The CCI’s decision-making practice has been to treat sports federations as “enterprises” if they participate in activities described by section 2(h) of the Act. In this respect, the CCI’s rulings in Dhanraj Pillay v. Hockey India and Surinder Singh Barmi (above) should be considered. Subjecting sports federations’ economic activities to competition law is also in line with developed competition regimes such as the European Union. In Motosyklestistiki Omospondia Ellados NPID (MOTOE) v. Elliniko Dimosio, it was held that “a legal person whose activities consist not only in taking part in administrative decisions authorizing the organization of motorcycling events, but also in organizing such events themselves and entering, in that connection, into sponsorship, advertising, and insurance contracts, falls within the scope of Articles 82 EC and 86 EC.”
It has been noticed that the notion of enterprise is not just based on profit motivation. The idea of “enterprise” is determined by the fact that it participates in economic activity within the scope of section 2(h) of the Act. Assume a person engages in any of these activities, whether for profit or not. In that case, it is considered an enterprise since it interacts with the market and other alternatives for the product or service in concern. A sports federation’s primary responsibility is to carry out regulatory operations such as framing regulations and implementing steps to protect the sport’s integrity.
In light of the preceding legal framework, it is not possible to deny that the ABFI oversees the provision of services, as evidenced by its communication dated January 7, 2021, in which players affiliated with its State Baseball Associations were warned not to participate in tournaments organized by bodies not recognized by it. Consequently, the ABFI’s allegation of being deceived is rejected.

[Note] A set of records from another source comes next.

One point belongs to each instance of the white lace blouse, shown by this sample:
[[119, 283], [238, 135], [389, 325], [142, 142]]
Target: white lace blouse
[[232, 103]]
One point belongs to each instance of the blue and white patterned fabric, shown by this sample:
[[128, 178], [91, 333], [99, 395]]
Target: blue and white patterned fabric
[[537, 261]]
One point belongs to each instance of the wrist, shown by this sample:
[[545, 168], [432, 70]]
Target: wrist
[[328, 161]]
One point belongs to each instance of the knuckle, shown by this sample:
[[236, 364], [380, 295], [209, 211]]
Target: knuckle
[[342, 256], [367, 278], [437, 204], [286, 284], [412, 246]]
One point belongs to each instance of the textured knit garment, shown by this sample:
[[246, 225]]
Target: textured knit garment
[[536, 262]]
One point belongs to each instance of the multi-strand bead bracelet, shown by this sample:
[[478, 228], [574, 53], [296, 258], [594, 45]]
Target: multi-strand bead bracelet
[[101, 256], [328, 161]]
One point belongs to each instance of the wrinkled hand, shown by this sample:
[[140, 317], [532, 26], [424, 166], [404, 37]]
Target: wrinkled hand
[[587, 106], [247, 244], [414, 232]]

It was found that ABFI is an “enterprise” as defined by section 2(h) of the Act and was, therefore, subject to section 4 of the Act, which prohibits the abuse of a dominant position.
As a result, the ABFI was thus ordered to refrain from engaging in the activity that has been deemed to violate the Act in the future. In terms of monetary penalties, the CCI observed that the ABFI has already withdrawn the impugned letter, implying that the required market adjustment has already occurred. The CCI has also considered the informant’s statement that it successfully arranged the 1st Edition of the Club Nationals 2021 competition in Hyderabad from February 8 to February 13, 2022. In light of these considerations, the CCI refused to impose monetary penalties on ABFI.